Statistics of Robust Optimization: A Generalized Empirical Likelihood Approach
John Duchi, Peter Glynn, Hongseok Namkoong

TL;DR
This paper introduces a generalized empirical likelihood framework for statistical inference in stochastic optimization, providing confidence intervals with exact coverage and insights into the regularization effects of distributional robustness.
Contribution
It develops a novel empirical likelihood approach based on f-divergence balls for stochastic optimization, enabling precise confidence intervals and analysis of robustness effects.
Findings
Provides a method for choosing distributional uncertainty set sizes.
Derives an asymptotic expansion showing variance regularization.

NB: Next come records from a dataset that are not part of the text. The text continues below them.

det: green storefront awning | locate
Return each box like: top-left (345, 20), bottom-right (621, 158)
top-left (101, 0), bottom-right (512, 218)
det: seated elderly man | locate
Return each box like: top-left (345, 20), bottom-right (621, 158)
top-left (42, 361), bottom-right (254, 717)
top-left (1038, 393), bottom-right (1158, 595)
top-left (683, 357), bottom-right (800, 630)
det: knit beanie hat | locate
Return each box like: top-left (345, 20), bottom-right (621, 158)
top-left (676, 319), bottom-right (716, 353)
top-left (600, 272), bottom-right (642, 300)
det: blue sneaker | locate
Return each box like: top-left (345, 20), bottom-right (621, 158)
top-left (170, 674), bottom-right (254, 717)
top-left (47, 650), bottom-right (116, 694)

Shows robust solutions maintain classical consistency properties.
Abstract
We study statistical inference and distributionally robust solution methods for stochastic optimization problems, focusing on confidence intervals for optimal values and solutions that achieve exact coverage asymptotically. We develop a generalized empirical likelihood framework---based on distributional uncertainty sets constructed from nonparametric -divergence balls---for Hadamard differentiable functionals, and in particular, stochastic optimization problems. As consequences of this theory, we provide a principled method for choosing the size of distributional uncertainty regions to provide one- and two-sided confidence intervals that achieve exact coverage. We also give an asymptotic expansion for our distributionally robust formulation, showing how robustification regularizes problems by their variance. Finally, we show that optimizers of the distributionally robust…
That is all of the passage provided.